Sunday, September 09, 2007

ATONEMENT - showy and weighty where it should have been slippery and elegant

ATONEMENT is handsomely designed and photographed film. But the design is so insistent as to be distracting. The classic example is the much-praised 5 minutes tracking shot of Dunkirk, which looks stunning, but advances the film not one jot. Another example is the incredibly obvious and self-conscious sound design that incorporates typewriter keys into the orchestral score. The worst example is a scene in a tea-room that Joe Wright directs as a pastiche of BRIEF ENCOUNTERS. And here we come to the heart of my criticism of ATONEMENT - Keira Knightley's mediocre performance in the central role. If it is possible, her accent becomes even more strangulated than usual - standing in sharp contrast with the more natural cadences of Benedict Cumberbatch, Saoirse Ronan et al. The limits to Knightley's range are most clearly shown in a scene between herself, James McAvoy, Romola Garai. Garai in particular, and McAvoy to a lesser extent, act her off the screen.

So what is left to like? A very impressive supporting cast, including Brenda Blethyn, Gina McKee and I thought I detected a cameo by Tobias Menzies? Most importantly, Ian McEwan's intelligent and genuinely affecting story is left almost untouched by Christopher Hampton's faithful script. I won't give a synopsis because I think it's important that you see the key events fresh in the cinema and unaffected by reviewer's interpretations. This goes to the heart of the story. Suffice to say that this is a movie about class difference, thwarted love, misperceptions, a lifetime of regret and the impossibility of narrative.

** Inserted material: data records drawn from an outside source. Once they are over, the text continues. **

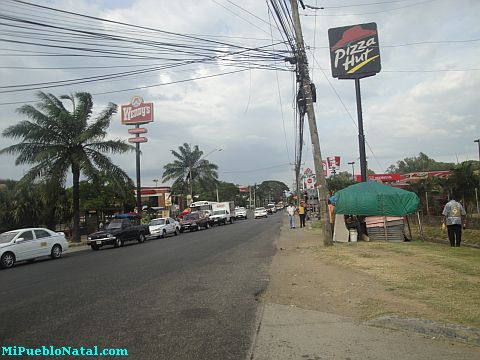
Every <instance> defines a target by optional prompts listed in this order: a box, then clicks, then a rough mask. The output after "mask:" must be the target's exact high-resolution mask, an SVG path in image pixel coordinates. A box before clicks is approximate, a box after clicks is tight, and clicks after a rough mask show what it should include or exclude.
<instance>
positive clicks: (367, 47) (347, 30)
mask: <svg viewBox="0 0 480 360" xmlns="http://www.w3.org/2000/svg"><path fill="white" fill-rule="evenodd" d="M328 40H329V43H330V62H331V64H332V75H333V77H335V78H340V79H353V78H362V77H366V76H371V75H375V74H376V73H378V72H380V69H381V65H380V47H379V44H378V33H377V24H376V23H368V24H360V25H350V26H344V27H339V28H332V29H328Z"/></svg>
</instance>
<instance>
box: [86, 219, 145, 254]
mask: <svg viewBox="0 0 480 360" xmlns="http://www.w3.org/2000/svg"><path fill="white" fill-rule="evenodd" d="M149 232H150V231H149V229H148V225H137V224H135V222H134V220H133V219H132V220H131V219H130V218H120V219H114V220H112V221H111V222H110V223H109V224H108V225H107V226H106V228H105V229H103V230H100V231H97V232H94V233H93V234H90V235H88V238H87V245H90V247H91V248H92V250H98V249H100V248H101V247H102V246H104V245H113V246H114V247H120V246H123V244H124V243H125V242H126V241H138V242H139V243H143V242H144V241H145V239H146V236H147V235H149Z"/></svg>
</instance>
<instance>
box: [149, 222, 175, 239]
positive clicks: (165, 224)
mask: <svg viewBox="0 0 480 360" xmlns="http://www.w3.org/2000/svg"><path fill="white" fill-rule="evenodd" d="M148 228H149V230H150V237H151V238H154V237H155V238H157V237H163V238H164V237H167V235H172V234H173V235H178V233H179V232H180V224H179V223H178V221H175V220H173V219H172V218H170V217H166V218H157V219H153V220H151V221H150V224H149V226H148Z"/></svg>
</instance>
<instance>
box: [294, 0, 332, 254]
mask: <svg viewBox="0 0 480 360" xmlns="http://www.w3.org/2000/svg"><path fill="white" fill-rule="evenodd" d="M290 3H291V6H292V18H293V25H294V27H295V38H296V42H297V52H296V58H297V66H298V70H299V71H298V73H299V77H300V78H299V81H300V84H301V87H302V89H303V94H304V96H305V100H306V107H307V116H308V127H309V129H310V138H311V141H312V152H313V163H314V166H315V175H316V177H317V185H318V186H319V193H320V197H319V199H318V201H319V203H320V204H319V205H320V206H319V208H320V215H321V219H322V222H323V226H322V230H323V239H324V240H323V241H324V244H325V245H332V244H333V240H332V230H331V226H330V219H329V214H328V205H327V204H328V198H329V195H330V194H329V192H328V188H327V182H326V181H325V174H324V173H323V163H322V153H321V151H320V141H319V138H318V131H317V122H316V119H315V110H314V109H313V98H312V90H311V87H310V75H309V73H308V61H307V54H306V53H305V44H304V43H303V34H302V28H301V26H300V17H299V15H298V5H297V0H290Z"/></svg>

Apparently, some reviewers have hailed ATONEMENT as an "instant classic". Let's be clear. It's no FRENCH LIEUTENANT'S WOMAN. Nor is it BRIEF ENCOUNTERS. It is a well put-together if highly self-conscious WW2 drama in which a better than usual script offsets a weaker than usual leading lady. As such, it justifies a viewing but not hysteria.

ATONEMENT played Venice 2007 and is currently on release in the UK. It opens in Italy and Finland later in September and in Turkey in October. It opens in Argentina, the Netherlands, Germany, Hungary, Norway and Sweden in November. It opens in the US, Singapore, Slovakia and Australia in December and in Belgium, France, Denmark and Spain in January 2008. It finally rolls into Mexico in March.

1 comment:

  1. I agree with a lot of your points. The 5 minute Dunkirk sequence was too showy and I think it really cramped the pacing of the film. I just kept wondering when the scene would end.

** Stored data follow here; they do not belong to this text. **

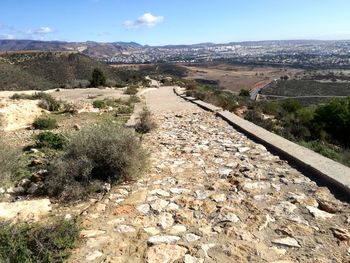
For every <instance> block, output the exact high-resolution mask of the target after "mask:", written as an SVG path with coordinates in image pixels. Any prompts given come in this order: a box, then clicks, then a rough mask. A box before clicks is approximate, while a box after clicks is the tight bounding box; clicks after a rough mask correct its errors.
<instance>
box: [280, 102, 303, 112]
mask: <svg viewBox="0 0 350 263" xmlns="http://www.w3.org/2000/svg"><path fill="white" fill-rule="evenodd" d="M281 106H282V108H283V109H284V110H285V111H286V112H288V113H292V112H297V111H298V110H300V109H301V108H302V106H301V105H300V103H299V102H298V101H296V100H293V99H286V100H283V101H281Z"/></svg>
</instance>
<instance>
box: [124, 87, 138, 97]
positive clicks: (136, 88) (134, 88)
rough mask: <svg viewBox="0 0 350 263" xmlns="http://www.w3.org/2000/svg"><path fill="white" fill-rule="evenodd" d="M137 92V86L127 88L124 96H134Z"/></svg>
mask: <svg viewBox="0 0 350 263" xmlns="http://www.w3.org/2000/svg"><path fill="white" fill-rule="evenodd" d="M137 91H138V87H137V86H129V87H127V88H126V90H125V94H128V95H135V94H136V93H137Z"/></svg>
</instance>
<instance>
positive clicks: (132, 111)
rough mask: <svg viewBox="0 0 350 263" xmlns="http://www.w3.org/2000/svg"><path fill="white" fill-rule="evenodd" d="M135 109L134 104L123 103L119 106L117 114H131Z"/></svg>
mask: <svg viewBox="0 0 350 263" xmlns="http://www.w3.org/2000/svg"><path fill="white" fill-rule="evenodd" d="M133 111H134V107H133V105H129V106H128V105H121V106H119V107H118V108H117V110H116V114H131V113H132V112H133Z"/></svg>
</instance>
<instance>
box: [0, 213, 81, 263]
mask: <svg viewBox="0 0 350 263" xmlns="http://www.w3.org/2000/svg"><path fill="white" fill-rule="evenodd" d="M78 235H79V228H78V225H77V223H76V222H75V221H67V220H60V221H57V222H54V223H50V224H48V225H40V224H33V225H31V224H28V223H17V224H10V223H8V222H3V223H0V262H26V263H27V262H28V263H31V262H33V263H34V262H63V261H64V260H65V259H67V258H68V256H69V254H70V253H69V251H70V249H72V248H73V246H74V243H75V241H76V240H77V238H78Z"/></svg>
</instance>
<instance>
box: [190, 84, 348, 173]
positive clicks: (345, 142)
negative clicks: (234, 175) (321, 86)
mask: <svg viewBox="0 0 350 263" xmlns="http://www.w3.org/2000/svg"><path fill="white" fill-rule="evenodd" d="M280 81H282V82H289V81H290V80H280ZM288 85H289V84H288ZM185 86H186V87H187V95H189V96H193V97H196V98H198V99H201V100H203V101H206V102H209V103H212V104H214V105H216V106H219V107H222V108H223V109H225V110H229V111H232V112H235V111H236V110H237V109H240V108H246V109H247V110H245V113H244V118H245V119H247V120H249V121H251V122H253V123H255V124H257V125H259V126H261V127H263V128H265V129H267V130H269V131H271V132H274V133H276V134H278V135H280V136H283V137H285V138H287V139H288V140H291V141H294V142H297V143H301V144H302V145H304V146H306V147H308V148H310V149H312V150H314V151H316V152H319V153H320V154H322V155H324V156H326V157H329V158H331V159H334V160H336V161H339V162H341V163H343V164H345V165H348V166H350V161H349V151H350V150H349V147H350V137H349V134H350V97H348V98H344V99H340V98H333V99H330V100H328V102H326V103H323V104H313V105H310V106H308V107H306V106H303V105H302V104H301V103H299V102H298V101H297V100H295V99H282V100H278V101H261V102H254V101H251V100H250V99H249V98H248V96H235V95H233V94H232V93H230V92H226V91H224V90H222V89H221V88H220V87H217V86H210V85H196V84H193V83H188V82H187V83H185ZM304 88H305V87H304ZM243 95H245V94H243ZM246 95H247V94H246Z"/></svg>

    Also, I think Hamptom's screenplay is average. I haven't read the novel but from what I've read it seems to have much more depth to it. The "romance" between Robbie and Cecilia just isn't there and seems to happen out of nowhere.

    Supporters of the book say that it is explained much more in the novel whereas the film kind of skimps over the fact that Robbie and Cecilia are ALREADY in love. The film shows their relationship as one of indifference on part of Cecelia.

    A good film but like you say, definitely not an instant classic.